Concurrent quantification of multiple biomarkers indicative of oxidative stress status using liquid chromatography-tandem mass spectrometry

•LC-MS/MS method developed to simultaneously measure 8-OHdG, 8-NO2Gua, HNE-MA, and 8-isoPGF2α.•Biomarker levels almost constant in urine samples collected from control subjects.•Results reveal that these biomarkers could be constantly generated in vivo.•Applications in epidemiological studies to examine oxidative and nitrative stress.

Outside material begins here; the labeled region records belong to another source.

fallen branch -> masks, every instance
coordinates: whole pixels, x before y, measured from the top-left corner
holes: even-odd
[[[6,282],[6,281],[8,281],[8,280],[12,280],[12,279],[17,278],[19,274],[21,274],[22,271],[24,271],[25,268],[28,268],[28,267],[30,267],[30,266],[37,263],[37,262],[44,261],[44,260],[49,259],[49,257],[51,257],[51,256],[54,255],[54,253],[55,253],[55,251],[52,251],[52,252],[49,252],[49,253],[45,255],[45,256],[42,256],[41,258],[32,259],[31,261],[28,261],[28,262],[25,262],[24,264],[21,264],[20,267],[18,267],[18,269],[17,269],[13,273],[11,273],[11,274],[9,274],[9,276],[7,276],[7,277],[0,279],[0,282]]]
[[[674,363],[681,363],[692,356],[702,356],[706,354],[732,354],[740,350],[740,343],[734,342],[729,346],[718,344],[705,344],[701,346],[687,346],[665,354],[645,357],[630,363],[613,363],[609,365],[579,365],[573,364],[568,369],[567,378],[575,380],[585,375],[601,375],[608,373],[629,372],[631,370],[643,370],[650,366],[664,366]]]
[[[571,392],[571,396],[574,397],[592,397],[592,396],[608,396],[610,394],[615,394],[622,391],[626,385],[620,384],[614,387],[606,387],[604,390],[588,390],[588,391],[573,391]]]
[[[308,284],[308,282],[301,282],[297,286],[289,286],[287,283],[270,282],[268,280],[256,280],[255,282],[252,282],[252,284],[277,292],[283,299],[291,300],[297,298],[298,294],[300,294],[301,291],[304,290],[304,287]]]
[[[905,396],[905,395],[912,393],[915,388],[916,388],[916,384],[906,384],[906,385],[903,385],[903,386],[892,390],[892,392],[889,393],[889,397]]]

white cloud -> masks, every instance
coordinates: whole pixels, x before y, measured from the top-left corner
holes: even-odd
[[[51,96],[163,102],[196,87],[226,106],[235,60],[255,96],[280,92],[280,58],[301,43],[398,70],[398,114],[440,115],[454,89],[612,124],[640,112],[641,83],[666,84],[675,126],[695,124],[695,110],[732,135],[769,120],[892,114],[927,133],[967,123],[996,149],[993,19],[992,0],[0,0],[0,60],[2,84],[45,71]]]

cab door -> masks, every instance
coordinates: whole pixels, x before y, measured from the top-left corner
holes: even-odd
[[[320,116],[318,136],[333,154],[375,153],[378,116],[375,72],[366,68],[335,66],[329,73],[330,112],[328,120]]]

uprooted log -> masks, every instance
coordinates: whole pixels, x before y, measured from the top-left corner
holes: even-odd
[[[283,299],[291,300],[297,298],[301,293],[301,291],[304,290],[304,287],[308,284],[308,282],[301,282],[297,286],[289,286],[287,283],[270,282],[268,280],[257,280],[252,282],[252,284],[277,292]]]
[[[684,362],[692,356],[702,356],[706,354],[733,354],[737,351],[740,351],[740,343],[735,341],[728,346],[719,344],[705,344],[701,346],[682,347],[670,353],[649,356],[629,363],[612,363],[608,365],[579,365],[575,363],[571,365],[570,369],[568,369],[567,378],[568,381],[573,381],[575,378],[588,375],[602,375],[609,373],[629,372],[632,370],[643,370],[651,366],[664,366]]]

8-Hydroxy-2-deoxyguanosine (8-OHdG), 8-nitroguanine (8-NO2Gua), 8-iso-prostaglandin F2α (8-IsoPGF2α), and N-acetyl-S-(tetrahydro-5-hydroxy-2-pentyl-3-furanyl)-L-cysteine (HNE-MA) are well-studied and representative biomarkers for oxidative DNA damage, inflammation, and lipid peroxidation; all of which have been associated with increases in risks of various diseases and cancers. A rapid and highly sensitive isotope-dilution liquid-chromatography tandem mass spectrometry (LC-MS/MS) method was developed to simultaneously quantify the aforementioned biomarkers in urine. Upon validation, this method shows excellent feasibility, sensitivity (0.008–0.03 ng/mL) and satisfactory recoveries (88.7–95.4%); the calibration curves displayed excellent linearity with coefficients of determination (R2) greater than 0.998. Additionally, low variations were observed in the relative standard deviation for intra- and inter-day measurements for the four analytes. The relative matrix effects for all four analytes ranged from 2.04 to 3.27%, which signaled that interferences from endogenous levels of the analytes were deemed statistically insignificant. This study successfully developed an analytical method capable to simultaneously quantify urinary 8-OHdG, 8-NO2Gua, 8-IsoPGF2α, and HNE-MA. This analytical protocol can be applied towards conducting epidemiological studies to reveal the mechanisms related to disease development, and thus evaluate the associated risks of diseases.